Now there’s a bunch of other smaller things I do on my iPad, like shopping and creating music for example, but the above are the main things I use it for quite extensively. I should note that the iPad version of GarageBand is incredible and a must-have if you have even the slightest interest in creating music. While the Mac version is excellent as well the iPad version has brought me closer to actually playing a real instrument than I ever thought I could be. There’s just certain things that can be done on a touchscreen device that can’t be done on a traditional computer and GarageBand is proof of that.

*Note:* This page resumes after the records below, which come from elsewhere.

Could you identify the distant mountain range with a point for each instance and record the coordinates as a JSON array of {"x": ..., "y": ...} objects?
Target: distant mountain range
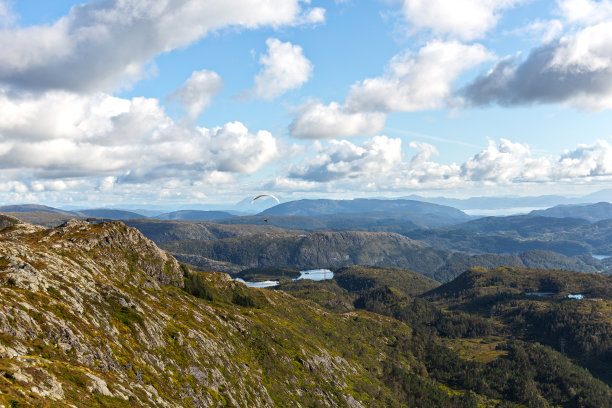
[
  {"x": 363, "y": 205},
  {"x": 512, "y": 202},
  {"x": 194, "y": 215},
  {"x": 591, "y": 212}
]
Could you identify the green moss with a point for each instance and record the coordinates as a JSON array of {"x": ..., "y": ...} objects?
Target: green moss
[
  {"x": 127, "y": 316},
  {"x": 54, "y": 292}
]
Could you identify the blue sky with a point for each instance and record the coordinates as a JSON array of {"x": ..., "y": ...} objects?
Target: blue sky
[{"x": 125, "y": 102}]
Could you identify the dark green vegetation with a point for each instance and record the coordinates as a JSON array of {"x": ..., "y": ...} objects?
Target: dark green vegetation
[
  {"x": 100, "y": 317},
  {"x": 337, "y": 249},
  {"x": 486, "y": 335}
]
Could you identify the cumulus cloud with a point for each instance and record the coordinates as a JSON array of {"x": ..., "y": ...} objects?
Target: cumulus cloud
[
  {"x": 343, "y": 159},
  {"x": 575, "y": 70},
  {"x": 197, "y": 92},
  {"x": 417, "y": 82},
  {"x": 378, "y": 165},
  {"x": 465, "y": 19},
  {"x": 133, "y": 139},
  {"x": 410, "y": 83},
  {"x": 98, "y": 44},
  {"x": 318, "y": 121},
  {"x": 506, "y": 162},
  {"x": 237, "y": 150},
  {"x": 284, "y": 68}
]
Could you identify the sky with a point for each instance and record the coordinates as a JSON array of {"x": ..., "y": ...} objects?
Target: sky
[{"x": 185, "y": 103}]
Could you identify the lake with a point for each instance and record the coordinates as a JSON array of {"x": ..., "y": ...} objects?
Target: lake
[
  {"x": 316, "y": 274},
  {"x": 312, "y": 274}
]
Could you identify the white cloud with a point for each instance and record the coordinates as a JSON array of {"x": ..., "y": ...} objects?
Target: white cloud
[
  {"x": 197, "y": 92},
  {"x": 575, "y": 70},
  {"x": 585, "y": 161},
  {"x": 343, "y": 159},
  {"x": 504, "y": 163},
  {"x": 284, "y": 68},
  {"x": 544, "y": 31},
  {"x": 99, "y": 44},
  {"x": 465, "y": 19},
  {"x": 235, "y": 149},
  {"x": 318, "y": 121},
  {"x": 378, "y": 165},
  {"x": 62, "y": 135},
  {"x": 410, "y": 83},
  {"x": 419, "y": 82}
]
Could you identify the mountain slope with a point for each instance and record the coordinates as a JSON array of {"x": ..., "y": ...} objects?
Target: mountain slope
[
  {"x": 98, "y": 316},
  {"x": 33, "y": 208}
]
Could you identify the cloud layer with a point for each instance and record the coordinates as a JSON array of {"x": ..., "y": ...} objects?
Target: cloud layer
[
  {"x": 465, "y": 19},
  {"x": 379, "y": 164},
  {"x": 284, "y": 68},
  {"x": 410, "y": 83},
  {"x": 575, "y": 70},
  {"x": 62, "y": 135},
  {"x": 197, "y": 92},
  {"x": 100, "y": 44}
]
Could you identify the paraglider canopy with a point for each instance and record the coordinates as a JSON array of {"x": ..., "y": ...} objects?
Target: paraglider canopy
[{"x": 265, "y": 195}]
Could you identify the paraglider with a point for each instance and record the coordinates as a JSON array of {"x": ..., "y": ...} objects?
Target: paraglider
[{"x": 265, "y": 195}]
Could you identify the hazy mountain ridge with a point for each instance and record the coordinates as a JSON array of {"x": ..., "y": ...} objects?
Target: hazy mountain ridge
[
  {"x": 362, "y": 205},
  {"x": 193, "y": 215},
  {"x": 94, "y": 315},
  {"x": 337, "y": 249},
  {"x": 591, "y": 212}
]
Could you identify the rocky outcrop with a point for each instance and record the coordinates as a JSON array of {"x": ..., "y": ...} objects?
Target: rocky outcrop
[{"x": 94, "y": 315}]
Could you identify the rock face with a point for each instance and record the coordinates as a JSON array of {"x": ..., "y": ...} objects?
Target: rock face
[{"x": 94, "y": 315}]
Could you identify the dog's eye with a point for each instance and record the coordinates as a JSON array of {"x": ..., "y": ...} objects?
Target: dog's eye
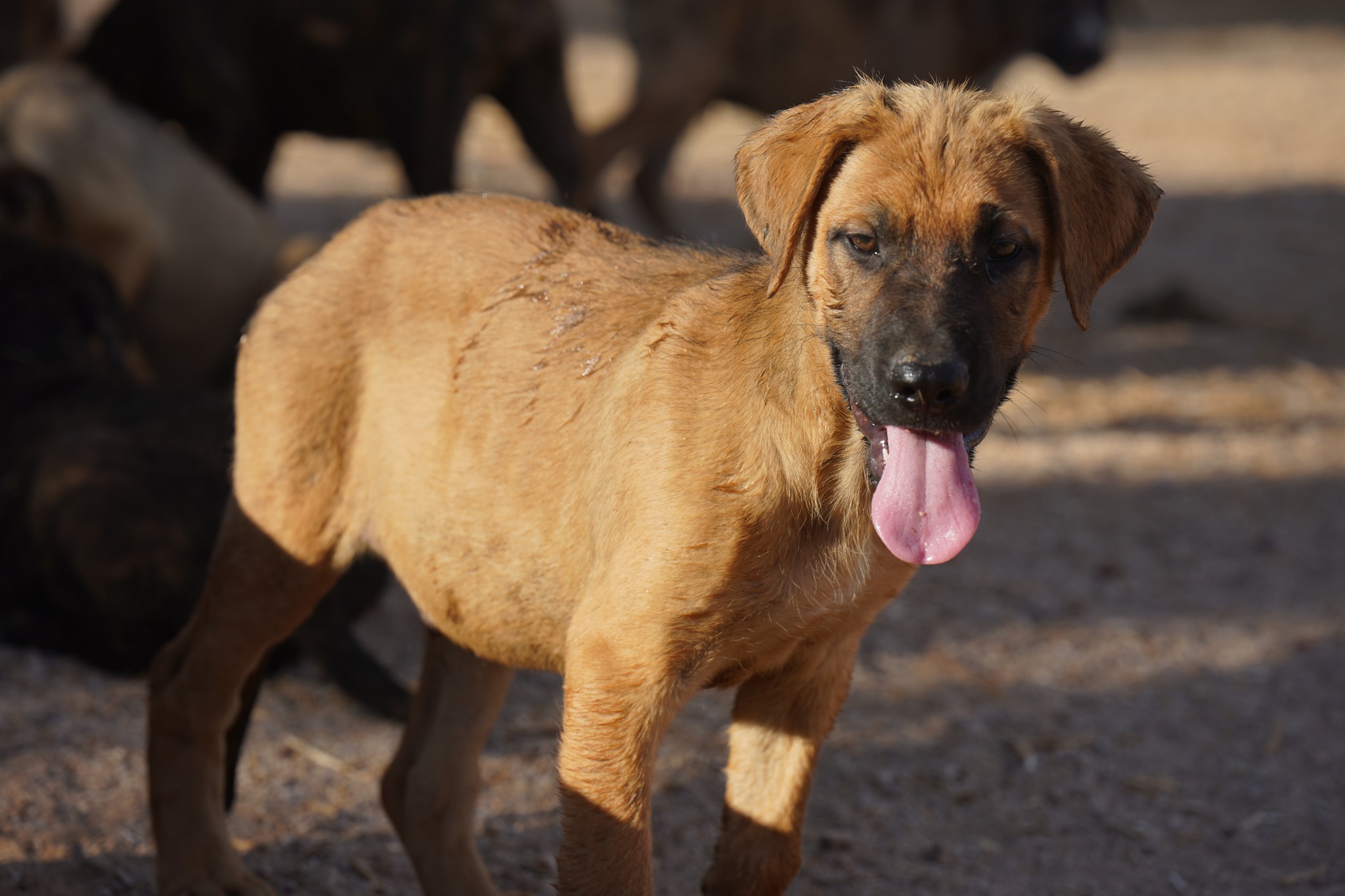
[
  {"x": 866, "y": 244},
  {"x": 1002, "y": 250}
]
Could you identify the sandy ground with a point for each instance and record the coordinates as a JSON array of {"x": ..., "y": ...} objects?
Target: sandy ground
[{"x": 1133, "y": 681}]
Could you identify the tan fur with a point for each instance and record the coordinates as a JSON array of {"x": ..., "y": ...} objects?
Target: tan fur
[
  {"x": 590, "y": 453},
  {"x": 187, "y": 250}
]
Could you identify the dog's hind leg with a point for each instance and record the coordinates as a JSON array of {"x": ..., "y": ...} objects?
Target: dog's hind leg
[
  {"x": 256, "y": 594},
  {"x": 779, "y": 723},
  {"x": 430, "y": 790}
]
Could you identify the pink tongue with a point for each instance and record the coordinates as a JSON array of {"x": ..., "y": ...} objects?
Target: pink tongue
[{"x": 926, "y": 507}]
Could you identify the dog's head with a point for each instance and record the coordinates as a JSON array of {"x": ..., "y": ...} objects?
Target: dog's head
[{"x": 926, "y": 224}]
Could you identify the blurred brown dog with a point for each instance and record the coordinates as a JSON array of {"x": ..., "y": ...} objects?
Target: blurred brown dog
[
  {"x": 649, "y": 467},
  {"x": 774, "y": 54}
]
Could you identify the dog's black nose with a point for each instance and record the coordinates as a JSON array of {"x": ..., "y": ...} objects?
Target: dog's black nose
[{"x": 935, "y": 387}]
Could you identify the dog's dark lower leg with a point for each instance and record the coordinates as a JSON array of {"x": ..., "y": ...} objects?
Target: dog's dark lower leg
[
  {"x": 327, "y": 636},
  {"x": 256, "y": 594},
  {"x": 430, "y": 789}
]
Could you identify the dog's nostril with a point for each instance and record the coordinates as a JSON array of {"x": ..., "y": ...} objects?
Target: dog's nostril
[{"x": 937, "y": 387}]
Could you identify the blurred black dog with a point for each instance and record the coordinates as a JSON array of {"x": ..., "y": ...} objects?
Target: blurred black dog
[
  {"x": 110, "y": 492},
  {"x": 236, "y": 74}
]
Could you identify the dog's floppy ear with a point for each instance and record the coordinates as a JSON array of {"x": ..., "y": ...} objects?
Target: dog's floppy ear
[
  {"x": 1102, "y": 202},
  {"x": 785, "y": 165}
]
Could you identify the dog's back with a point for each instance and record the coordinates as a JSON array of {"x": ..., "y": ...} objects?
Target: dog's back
[{"x": 530, "y": 323}]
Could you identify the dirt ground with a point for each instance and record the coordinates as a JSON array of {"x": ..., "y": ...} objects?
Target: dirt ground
[{"x": 1132, "y": 683}]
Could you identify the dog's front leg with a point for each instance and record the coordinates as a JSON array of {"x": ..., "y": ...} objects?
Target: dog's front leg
[
  {"x": 618, "y": 703},
  {"x": 779, "y": 723}
]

So as you can see my opinion on the worth of an iPad for someone physically disabled like myself has changed dramatically since that other article was written. It’s just a wonderfully versatile device that has so many uses for just about anybody no matter who they are or what their physical or mental capabilities are. And while I’d wholeheartedly recommend any generation of iPads I must put an extra emphasis on the new iPad. The addition of Siri dictation (and soon the full Siri experience) is huge and makes this already incredibly useful device even more so.